One more team has to get in considering the head-to-head matchups, but it’s possible the Pac-12 has a nightmare scenario with as many as seven teams not being bowl eligible.

– Arizona loses two of its last three to at Oregon, Utah, at Arizona State
– Arizona State loses its last three games to at Oregon State, Oregon, Arizona
– Cal loses to USC, at Stanford, at UCLA
– Colorado loses to Washington, at Utah
– Oregon State loses two of its last three to Arizona State, at Washington State, at Oregon
– Stanford loses two of its last three at Washington State, Cal, Notre Dame
– UCLA loses two of its last three to at Utah, at USC, Cal
– Washington State loses two of its las three Stanford, Oregon State, at Washington

Done. I’m sorry, Larry Scott.

4. Texas A&M schedule

I wish people would pay more attention to the schedules. I’m tired of having to explain that just because a team has a few losses, it doesn’t necessarily mean it’s worse than a team with a better record. Case in point, Texas A&M.

Are the Aggies a killer this year? Not really. They struggled to get by Ole Miss, and they did the nearly impossible and had to work to beat Arkansas. But they’re 6-3 and going bowling.

While that might not seem like any big whoop, consider they already played Clemson at Clemson, Auburn, and Alabama. Start with those three CFP top 11-caliber programs, and then factor in what’s coming – at Georgia, and at LSU.

A&M will end up likely playing three teams going to the College Football Playoff, and at least one other going to a New Year’s Six game.

3. Rivalries

Rivalries are a cop-out.

You can have a lousy season, but come up with one decent win, and boom – that’s supposed to matter.

You can be doing a wonderful job, but fail to come up with regular wins over your rival, and boom – all of the other good you’ve done gets forgotten.

With all of that said, no team in America right now could desperately use something positive more than Michigan State. After losing four straight, and collapsing against Illinois, beating Michigan in Ann Arbor really, really, really, really matters.

2. Florida State’s coaching situation 

Deion. Do it, Florida State.

For me, make my all-time favorite college football player your next head coach.

The speed, the flash, the bravado, the game – I was all in.

I don’t care if the program becomes total train wreck during his tenure. I don’t care if things get weird if FSU is a regular on the 7-5 bowl circuit and keeps getting wiped out by Clemson.

I want the press conferences. I want the storyline. I want that guy coaching college football.

It’s not the right move – get Jeff Brohm, FSU – but whatever.

Go for it, Florida State.

With that said …

1. What’s with the USC head coaching job?

I honestly don’t have another name other than Urban Meyer.
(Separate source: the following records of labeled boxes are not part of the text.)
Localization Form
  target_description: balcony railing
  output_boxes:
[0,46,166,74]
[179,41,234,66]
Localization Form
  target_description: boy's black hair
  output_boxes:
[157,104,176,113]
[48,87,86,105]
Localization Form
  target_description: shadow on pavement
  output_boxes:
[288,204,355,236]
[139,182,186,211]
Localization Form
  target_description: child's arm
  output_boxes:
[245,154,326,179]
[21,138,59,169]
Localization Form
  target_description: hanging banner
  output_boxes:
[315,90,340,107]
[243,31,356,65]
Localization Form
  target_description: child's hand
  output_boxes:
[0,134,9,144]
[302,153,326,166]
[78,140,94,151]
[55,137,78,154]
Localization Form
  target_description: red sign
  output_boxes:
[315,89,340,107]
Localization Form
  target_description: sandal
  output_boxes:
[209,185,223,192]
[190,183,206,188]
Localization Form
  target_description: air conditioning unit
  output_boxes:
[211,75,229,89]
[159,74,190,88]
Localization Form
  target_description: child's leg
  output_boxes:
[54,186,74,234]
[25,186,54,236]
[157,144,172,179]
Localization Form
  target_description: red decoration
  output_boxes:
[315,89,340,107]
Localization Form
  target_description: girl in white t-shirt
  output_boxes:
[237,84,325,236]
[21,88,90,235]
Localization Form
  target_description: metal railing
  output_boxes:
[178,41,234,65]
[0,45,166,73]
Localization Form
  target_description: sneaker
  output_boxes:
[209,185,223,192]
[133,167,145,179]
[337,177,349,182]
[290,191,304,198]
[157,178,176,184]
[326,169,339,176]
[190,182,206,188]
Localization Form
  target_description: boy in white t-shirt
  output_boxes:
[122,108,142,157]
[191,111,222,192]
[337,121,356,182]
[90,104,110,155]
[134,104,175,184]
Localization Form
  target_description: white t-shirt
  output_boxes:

I’m asked over and over on various shows who the right guy for the gig is, and I’ve got nothing.

If you’re USC, and – in general – you’ve been assuming that the next logical move for your program and your fan base is to bring on one of the greatest head coaches of all-time, where do you go if it’s not the one guy out there who could turn the thing into a national title contender in a snap?

If and when USC becomes open, it’s the A-list of A-list college gigs. The place can get anyone short of Nick, Dabo and Jimbo at this point, and it’s not insane to assume that Lincoln Riley or Tom Herman would be a moon shot.

Trying to steal away Chris Petersen from Washington or David Shaw from Stanford would be terrific, and PJ Fleck would be an interesting call – although, the act might wear thin fast in LA – but it’s sort of Urban or bust right now, right?

If anyone has a second option, I’m all ears.